Présentation

Pour planter le décor, il faut parler de l’acteur principal : le Gem (Groupe d’entraide mutuelle) Mine de Rien, association de personnes que des troubles de santé mettent en situation de fragilité, mais pleines de potentiels,
qui se retrouvent pour créer des actions par eux-mêmes et pour eux mêmes.

Ce Gem est né en 2008 grâce à une association qui a porté cette création : CASA, Collectif d’Actions des Sans Abris. Pendant plus de 10 ans, CASA a ancré ses actions avec des personnes en situation d’exclusion au sein de la cité avignonnaise. Aujourd’hui c’est HAS (Habitat Alternatif Social) qui a repris le flambeau.

En décembre 2010, le Gem Mine de Rien menait son premier festival du film précaire en petit comité et avec ses propres productions issues d’un atelier vidéo animé par Pierre-Jean Ricard.

En novembre 2011, le festival du film précaire s’est ouvert à des films d’auteurs plus ou moins confirmés et s’est installé dans différents lieux afin de mieux croiser les regards, de confronter les films les uns aux autres, de créer davantage de rencontres et d’échanges pour nous interroger sur la notion de « précaire » sans tomber dans le misérabilisme.
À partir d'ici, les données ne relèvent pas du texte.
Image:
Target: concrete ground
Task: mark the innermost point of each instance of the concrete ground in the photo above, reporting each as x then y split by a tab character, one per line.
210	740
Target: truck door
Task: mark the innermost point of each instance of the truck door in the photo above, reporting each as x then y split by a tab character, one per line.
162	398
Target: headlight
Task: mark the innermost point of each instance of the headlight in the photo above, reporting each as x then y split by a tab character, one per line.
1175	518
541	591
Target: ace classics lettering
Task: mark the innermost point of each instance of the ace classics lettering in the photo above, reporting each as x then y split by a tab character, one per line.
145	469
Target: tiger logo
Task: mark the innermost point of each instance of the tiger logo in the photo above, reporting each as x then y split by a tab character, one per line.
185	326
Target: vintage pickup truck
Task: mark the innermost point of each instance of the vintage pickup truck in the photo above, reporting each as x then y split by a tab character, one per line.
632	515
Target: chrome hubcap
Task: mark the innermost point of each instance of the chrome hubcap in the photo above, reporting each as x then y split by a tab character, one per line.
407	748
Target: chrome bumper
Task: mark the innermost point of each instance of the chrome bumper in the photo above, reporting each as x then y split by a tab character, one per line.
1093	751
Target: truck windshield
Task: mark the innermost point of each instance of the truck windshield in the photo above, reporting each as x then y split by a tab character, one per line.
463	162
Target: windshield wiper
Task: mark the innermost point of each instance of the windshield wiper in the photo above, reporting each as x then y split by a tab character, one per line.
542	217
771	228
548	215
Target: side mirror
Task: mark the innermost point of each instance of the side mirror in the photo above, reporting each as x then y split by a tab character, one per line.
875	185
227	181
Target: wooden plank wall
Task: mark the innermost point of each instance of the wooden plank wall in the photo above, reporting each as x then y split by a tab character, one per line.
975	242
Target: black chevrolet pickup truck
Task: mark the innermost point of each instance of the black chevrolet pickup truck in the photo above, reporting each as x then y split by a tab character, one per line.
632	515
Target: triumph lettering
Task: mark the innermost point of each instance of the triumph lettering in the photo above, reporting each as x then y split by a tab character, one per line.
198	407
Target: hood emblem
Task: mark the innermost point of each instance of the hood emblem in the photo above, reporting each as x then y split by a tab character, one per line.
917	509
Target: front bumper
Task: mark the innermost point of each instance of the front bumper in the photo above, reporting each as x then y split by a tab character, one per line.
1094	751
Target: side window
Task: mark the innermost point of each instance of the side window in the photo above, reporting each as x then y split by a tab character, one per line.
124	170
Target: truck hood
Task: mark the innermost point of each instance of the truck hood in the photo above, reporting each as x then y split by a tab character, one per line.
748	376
Depuis, au travers des festivals du film précaire, nous pérennisons la résistance à l’événement éphémère. On se bat, on combat, on n’accepte pas, alors on dénonce, montre et on ne se résout pas. Les films, comme support de notre sensible, remuent les souffrances, les fragiles, ainsi nous joignons l’agréable à l’utile et nous, guerriers de la non-acceptation, on déchire l’idée reçue de notre inutilité.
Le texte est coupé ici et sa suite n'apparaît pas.